A FEW MONTHS before my wife reached the age of 60 the Department of Work and Pensions (DWP) wrote to her with all the necessary paperwork to allow her to claim her State Retirement Pension (SRP), which she received the week following her birthday. When I was 65 I received no paperwork from the DWP and had to ask for it. The week following my birthday I got nothing, so I wrote again and got an apology, but still no pension.  I wrote again asking for my pension and for the interest I had lost due to the late payments. I eventually got the pension, but was asked to prove that it would have been into an interest bearing account. It was and I received a £30 payment for the trouble I had been caused.  I estimate that I ‘lost’ about £35,000 by having to wait until I was 65.  My experience of dealing with the DWP suggest that it can reasonably be said to be guilty of institutional sexism.

You will perhaps understand that I have zero sympathy for the women behind the Backto60 campaign who are complaining that the State Pension Age (SPA) for women should still be 60 as it was from the 1940s until April 2010.  The Pensions Act 1995 provided for the SPA for women to increase from 60 to 65 over the period April 2010 to 2020.  These changes were announced in 1995 i.e. 15 years before they were to be implemented.  Don’t confuse these women with the so called Waspi women who are complaining that this process of raising the SPA for women has been accelerated for the period after 2016 when it was 63.

Last week two judges of the High Court, Lord Justice Irwin and Mrs Justice Whipple, dismissed a case brought by two women ‘on all grounds’ saying: ‘There was no direct discrimination on grounds of sex, because this legislation does not treat women less favourably than men in law.

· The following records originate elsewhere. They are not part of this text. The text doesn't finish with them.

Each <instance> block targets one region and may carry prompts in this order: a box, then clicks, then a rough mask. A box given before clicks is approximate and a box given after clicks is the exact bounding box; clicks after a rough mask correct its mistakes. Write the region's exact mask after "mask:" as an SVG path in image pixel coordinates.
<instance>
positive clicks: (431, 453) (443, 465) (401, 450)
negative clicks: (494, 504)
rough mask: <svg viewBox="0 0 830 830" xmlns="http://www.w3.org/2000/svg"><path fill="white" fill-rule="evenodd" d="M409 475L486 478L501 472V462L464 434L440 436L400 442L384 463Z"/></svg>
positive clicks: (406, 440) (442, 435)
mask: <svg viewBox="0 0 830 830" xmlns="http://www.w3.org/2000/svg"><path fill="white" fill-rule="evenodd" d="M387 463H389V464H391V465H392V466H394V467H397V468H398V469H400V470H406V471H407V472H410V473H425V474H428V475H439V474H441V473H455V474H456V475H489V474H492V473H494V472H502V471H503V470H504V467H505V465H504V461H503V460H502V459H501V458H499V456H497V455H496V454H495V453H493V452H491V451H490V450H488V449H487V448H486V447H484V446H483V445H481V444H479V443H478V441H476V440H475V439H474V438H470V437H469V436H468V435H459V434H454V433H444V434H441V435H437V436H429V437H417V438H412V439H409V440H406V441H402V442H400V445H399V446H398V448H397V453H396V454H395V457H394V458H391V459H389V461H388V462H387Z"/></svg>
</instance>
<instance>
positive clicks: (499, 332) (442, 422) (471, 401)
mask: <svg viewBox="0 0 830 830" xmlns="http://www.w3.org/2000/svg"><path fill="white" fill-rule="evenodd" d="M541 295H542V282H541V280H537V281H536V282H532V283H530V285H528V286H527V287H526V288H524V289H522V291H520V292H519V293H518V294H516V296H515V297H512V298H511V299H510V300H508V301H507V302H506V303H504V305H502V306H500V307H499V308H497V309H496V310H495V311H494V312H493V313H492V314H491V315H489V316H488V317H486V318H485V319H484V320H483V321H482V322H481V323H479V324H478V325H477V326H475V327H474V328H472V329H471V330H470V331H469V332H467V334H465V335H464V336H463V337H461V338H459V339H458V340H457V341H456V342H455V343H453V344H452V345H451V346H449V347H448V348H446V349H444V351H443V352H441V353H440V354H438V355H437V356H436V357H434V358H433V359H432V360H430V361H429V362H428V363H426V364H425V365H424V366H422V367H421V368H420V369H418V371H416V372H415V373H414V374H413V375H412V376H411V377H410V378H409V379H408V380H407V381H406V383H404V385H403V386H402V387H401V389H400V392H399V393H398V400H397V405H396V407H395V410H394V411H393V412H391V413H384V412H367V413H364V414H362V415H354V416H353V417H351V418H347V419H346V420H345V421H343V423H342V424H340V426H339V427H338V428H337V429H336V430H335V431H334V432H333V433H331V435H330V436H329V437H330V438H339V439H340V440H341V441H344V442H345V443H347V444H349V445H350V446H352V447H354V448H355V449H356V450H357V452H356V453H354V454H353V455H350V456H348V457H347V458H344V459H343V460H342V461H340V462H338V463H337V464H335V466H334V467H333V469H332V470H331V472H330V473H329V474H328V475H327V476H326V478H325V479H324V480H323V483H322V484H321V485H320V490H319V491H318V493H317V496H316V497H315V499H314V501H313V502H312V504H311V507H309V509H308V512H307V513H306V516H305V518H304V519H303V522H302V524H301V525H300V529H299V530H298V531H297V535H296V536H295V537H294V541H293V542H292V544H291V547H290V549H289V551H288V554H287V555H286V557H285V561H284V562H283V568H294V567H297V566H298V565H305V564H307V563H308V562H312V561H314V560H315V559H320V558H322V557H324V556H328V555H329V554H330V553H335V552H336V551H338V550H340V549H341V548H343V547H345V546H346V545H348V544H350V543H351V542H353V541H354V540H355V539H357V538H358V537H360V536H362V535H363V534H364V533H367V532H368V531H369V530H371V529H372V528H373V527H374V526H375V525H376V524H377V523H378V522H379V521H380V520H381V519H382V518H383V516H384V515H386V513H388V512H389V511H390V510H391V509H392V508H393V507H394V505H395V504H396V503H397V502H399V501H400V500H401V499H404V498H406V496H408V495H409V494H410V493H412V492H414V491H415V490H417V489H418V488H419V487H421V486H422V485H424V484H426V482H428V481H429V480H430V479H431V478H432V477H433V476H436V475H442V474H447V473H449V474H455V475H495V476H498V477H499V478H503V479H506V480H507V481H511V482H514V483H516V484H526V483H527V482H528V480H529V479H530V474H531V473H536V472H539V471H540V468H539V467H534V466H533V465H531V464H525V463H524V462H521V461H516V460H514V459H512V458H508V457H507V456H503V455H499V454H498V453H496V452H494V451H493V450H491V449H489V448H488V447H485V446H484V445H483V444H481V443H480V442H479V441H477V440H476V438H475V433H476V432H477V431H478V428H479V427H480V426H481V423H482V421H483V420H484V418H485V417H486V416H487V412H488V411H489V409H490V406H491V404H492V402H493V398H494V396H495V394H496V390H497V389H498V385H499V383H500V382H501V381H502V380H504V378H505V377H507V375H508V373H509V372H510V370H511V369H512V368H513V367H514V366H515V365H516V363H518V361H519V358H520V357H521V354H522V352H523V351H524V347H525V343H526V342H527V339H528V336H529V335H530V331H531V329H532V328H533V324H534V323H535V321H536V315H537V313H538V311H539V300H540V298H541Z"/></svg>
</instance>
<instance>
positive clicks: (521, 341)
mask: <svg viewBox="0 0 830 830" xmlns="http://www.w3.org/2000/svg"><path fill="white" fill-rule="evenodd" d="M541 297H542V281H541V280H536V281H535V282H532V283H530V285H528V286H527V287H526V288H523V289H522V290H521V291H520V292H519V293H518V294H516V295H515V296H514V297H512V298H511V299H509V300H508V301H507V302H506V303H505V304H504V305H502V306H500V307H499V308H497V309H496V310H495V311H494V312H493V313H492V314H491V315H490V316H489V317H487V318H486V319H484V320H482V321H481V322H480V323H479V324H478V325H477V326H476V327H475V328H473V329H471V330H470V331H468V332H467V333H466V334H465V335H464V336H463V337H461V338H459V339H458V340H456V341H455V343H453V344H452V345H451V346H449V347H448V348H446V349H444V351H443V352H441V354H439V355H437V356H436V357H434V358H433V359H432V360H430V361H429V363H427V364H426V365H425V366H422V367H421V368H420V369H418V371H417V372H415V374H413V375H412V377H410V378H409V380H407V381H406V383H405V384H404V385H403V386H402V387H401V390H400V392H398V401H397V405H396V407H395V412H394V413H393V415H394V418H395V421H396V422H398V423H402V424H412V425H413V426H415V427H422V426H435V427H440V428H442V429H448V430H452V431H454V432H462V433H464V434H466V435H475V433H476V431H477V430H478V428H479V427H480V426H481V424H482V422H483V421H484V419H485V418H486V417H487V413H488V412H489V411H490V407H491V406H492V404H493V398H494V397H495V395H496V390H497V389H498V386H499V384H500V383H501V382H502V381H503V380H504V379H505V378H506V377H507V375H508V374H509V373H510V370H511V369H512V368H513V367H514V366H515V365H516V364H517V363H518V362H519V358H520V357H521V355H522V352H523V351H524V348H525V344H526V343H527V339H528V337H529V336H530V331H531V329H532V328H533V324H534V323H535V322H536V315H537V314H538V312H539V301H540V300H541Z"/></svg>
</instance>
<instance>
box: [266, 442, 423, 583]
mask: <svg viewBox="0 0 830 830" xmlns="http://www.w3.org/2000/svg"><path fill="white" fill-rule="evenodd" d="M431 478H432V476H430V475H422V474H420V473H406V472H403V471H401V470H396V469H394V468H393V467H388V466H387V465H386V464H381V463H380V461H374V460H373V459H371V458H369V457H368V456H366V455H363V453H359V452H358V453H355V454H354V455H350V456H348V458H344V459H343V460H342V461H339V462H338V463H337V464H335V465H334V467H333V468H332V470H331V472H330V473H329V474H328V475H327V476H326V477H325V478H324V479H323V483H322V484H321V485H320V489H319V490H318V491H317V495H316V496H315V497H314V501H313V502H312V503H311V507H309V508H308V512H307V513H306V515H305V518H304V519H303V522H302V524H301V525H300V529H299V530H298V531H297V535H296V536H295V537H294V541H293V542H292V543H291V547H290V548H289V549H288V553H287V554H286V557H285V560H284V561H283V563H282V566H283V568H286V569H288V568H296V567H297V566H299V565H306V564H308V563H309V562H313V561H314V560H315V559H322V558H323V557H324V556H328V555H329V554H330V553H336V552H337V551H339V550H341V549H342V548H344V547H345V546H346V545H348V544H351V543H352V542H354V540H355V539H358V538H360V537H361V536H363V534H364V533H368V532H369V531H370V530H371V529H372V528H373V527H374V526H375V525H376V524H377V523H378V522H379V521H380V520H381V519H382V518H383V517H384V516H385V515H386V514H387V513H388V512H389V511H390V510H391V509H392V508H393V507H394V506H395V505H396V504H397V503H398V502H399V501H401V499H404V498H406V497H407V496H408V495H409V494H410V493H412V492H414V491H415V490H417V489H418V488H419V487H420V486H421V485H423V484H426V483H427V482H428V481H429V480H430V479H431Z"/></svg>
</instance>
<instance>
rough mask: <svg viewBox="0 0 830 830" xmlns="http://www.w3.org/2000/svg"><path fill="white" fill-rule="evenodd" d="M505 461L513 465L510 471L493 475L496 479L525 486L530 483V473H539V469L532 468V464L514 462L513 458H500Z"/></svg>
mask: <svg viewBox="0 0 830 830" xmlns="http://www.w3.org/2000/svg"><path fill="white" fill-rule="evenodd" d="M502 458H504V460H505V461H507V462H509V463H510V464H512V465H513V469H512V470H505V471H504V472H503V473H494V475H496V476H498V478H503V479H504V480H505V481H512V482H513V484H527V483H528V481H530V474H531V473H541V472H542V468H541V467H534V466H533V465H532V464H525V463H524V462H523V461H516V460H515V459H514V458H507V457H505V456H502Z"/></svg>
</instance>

Rather it equalises a historic asymmetry between men and women, and thereby corrects historic direct discrimination against men’. (my emphasis)

Oh dear!  Oh dear!  This isn’t how equality between men and women is supposed to work is it?

However things are not quite what they seem and having to work longer may have its compensations after all.  Men born before 6 April 1951 and women born before 6 April 1953 receive a SRP of £129.20. To get the full basic State Pension a total of 30 qualifying years of National Insurance contributions or credits are needed.  Men born on or after 6 April 1951 and women born on or after 6 April 1953 receive a SRP of £168.60, i.e. £39.40 more!   The downside that to get the full basic State Pension a total of 35 qualifying years of National Insurance contributions or credits are needed, but some SRP is payable to people with 10 qualifying years.

The fact that even though the changes were announced 15 years before they were implemented, some women are claiming that they knew nothing about them, illustrates that in general people do not understand the benefits system they support through their taxes and at sometime in their life may be beneficiaries of.  But ignorance does not seem to deter some people from seeing anyone who is ‘on benefits’ as a ‘scrounger’.